Flyway, My Friend

Art about third culture experiences never really speaks to me. While I have travelled all my life, it has never been in search of myself. I find that search is often what art depicting third culture experiences is about. 

I have always known my identity: I am a misfit. I was a misfit in Zambia, India, Denmark, the Netherlands, Germany, UK, and I am a misfit in Australia.

Perhaps, no artist from any one country could ever capture my experience. A collaborative project between 20 artists across nine countries was necessary to come close to that gossamer spirit that has guided me through my travels. That project was The Flyway Print Exchange, coordinated by the Melbourne-based printmaker and artist Kate Gorringe-Smith.

Every year, Australia’s migratory shorebirds travel to-and-fro between Australia and Alaska. Guided by little more than slanting sun rays, they fly over 23 countries along their way. The Flyway Print Exchange brought together artists from nine of those 23 countries to make artworks inspired by these amazing birds and their arduous journeys. I came across the exhibition at Melbourne’s Immigration Museum in 2015, and it has stayed with me ever since, inspiring me at sudden, odd moments with thoughts on travel and migration.

I think about borders. We are programmed to consider the world in terms of these political divides, yet you have to see the world from the eyes of the shorebirds to realise how artificial these borders really are. I often wonder if we would ever be able to live in a world where people were as free to migrate to sunnier shores and back as the birds do.

Home, is yet another thought. What is the shorebirds’ real home? Alaska beckons the birds when they are in Australia, and Australia beckons them back once they have journeyed there. Is one country dearer to the birds than another?
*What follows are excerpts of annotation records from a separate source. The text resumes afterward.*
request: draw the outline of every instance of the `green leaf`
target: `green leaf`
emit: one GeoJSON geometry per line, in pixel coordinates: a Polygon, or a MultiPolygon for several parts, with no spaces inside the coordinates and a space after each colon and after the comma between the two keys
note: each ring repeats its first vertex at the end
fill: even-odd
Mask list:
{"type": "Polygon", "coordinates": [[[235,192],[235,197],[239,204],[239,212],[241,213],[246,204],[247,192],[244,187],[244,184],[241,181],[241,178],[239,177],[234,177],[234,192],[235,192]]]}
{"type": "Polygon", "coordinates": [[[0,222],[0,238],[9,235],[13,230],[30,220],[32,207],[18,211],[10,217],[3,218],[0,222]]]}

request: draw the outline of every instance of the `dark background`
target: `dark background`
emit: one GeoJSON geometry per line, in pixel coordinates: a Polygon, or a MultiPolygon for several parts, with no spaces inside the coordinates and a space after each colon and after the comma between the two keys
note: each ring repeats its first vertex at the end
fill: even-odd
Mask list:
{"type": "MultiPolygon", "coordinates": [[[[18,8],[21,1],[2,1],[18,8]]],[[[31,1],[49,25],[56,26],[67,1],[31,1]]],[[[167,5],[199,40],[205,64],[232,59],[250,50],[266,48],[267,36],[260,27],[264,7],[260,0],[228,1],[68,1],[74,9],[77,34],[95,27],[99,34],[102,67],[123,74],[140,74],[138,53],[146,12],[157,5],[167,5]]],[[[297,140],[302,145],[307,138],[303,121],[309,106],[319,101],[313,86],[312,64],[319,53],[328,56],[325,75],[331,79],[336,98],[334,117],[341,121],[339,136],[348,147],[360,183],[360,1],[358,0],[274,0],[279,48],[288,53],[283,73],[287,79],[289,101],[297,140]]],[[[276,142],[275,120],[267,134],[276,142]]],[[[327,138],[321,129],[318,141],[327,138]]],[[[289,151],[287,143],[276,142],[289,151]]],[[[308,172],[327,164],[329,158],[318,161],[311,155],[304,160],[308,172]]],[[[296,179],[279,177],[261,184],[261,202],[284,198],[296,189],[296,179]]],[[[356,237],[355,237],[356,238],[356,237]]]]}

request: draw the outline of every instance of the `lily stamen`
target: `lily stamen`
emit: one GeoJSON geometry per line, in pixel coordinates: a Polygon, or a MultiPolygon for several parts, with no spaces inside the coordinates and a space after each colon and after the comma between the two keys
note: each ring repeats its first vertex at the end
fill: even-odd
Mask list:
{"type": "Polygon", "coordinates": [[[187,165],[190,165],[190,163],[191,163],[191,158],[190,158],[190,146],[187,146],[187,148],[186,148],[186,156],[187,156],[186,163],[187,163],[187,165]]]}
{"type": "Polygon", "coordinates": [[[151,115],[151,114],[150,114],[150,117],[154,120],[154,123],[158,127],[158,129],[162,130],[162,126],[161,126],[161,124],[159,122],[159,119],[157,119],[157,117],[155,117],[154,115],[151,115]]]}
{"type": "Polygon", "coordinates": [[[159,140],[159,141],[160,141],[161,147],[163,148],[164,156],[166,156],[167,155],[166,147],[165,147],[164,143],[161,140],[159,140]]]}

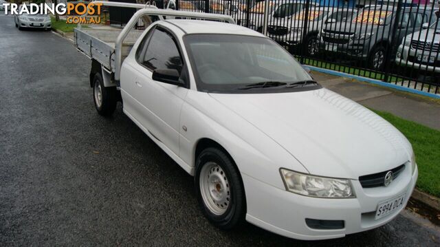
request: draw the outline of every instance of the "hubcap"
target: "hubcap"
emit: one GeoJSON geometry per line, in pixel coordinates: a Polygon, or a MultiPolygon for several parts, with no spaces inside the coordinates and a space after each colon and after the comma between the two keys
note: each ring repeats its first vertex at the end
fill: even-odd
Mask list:
{"type": "Polygon", "coordinates": [[[209,211],[216,215],[225,213],[230,202],[230,187],[221,167],[212,162],[205,164],[200,172],[199,186],[209,211]]]}
{"type": "Polygon", "coordinates": [[[384,54],[384,51],[377,51],[373,58],[373,66],[374,68],[376,69],[380,69],[384,63],[384,58],[385,54],[384,54]]]}
{"type": "Polygon", "coordinates": [[[98,107],[100,107],[102,105],[102,91],[101,89],[101,85],[98,81],[95,82],[94,92],[95,94],[95,103],[98,107]]]}

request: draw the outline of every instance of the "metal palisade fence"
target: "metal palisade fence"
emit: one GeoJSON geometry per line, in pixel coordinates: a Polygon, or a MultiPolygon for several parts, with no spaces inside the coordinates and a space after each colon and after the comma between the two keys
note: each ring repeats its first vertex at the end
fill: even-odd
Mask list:
{"type": "Polygon", "coordinates": [[[440,94],[437,2],[169,1],[165,8],[231,15],[304,64],[440,94]]]}
{"type": "MultiPolygon", "coordinates": [[[[238,25],[280,43],[303,64],[440,94],[437,1],[161,1],[154,3],[230,15],[238,25]]],[[[138,28],[142,27],[140,21],[138,28]]]]}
I can’t think of a more apt comparison to my concept of home—home always feels elsewhere.

My children give meaning to my life. Why do the birds trek from one end of the globe to another each year? To breed. To ensure that life continues long after they are gone themselves. I had to become a mother to truly understand the preciousness of that life, and our instinctive need to protect and propagate it. I know I would travel across the globe too if my children’s survival were in question.

Most of all, the project made me think of the interconnected nature of my existence. The shorebirds’ survival depends on the survival of all the different ecologies across the world. As someone whose family is spread across the planet, I too constantly feel vulnerable to turmoil around the globe. Trump’s rise in America hits me hard because my lovely little nieces are American. An economic downturn in France worries me because it is my sister’s home. A storm in Mumbai sends me into a panic because my parents live there. In order for me to thrive, I need all of them to thrive. To feel safe, I must know that they are all safe. Like the shorebird, my survival depends on many different lands flourishing all at once.

I thought the project was a celebration of the travelling spirit of the birds, the fluid concept of home, the purpose offspring can bring and a reminder of how the shorebirds survival was so delicately balanced on the survival of many different lands.

What it also made me realise was that life isn’t so different for people like me.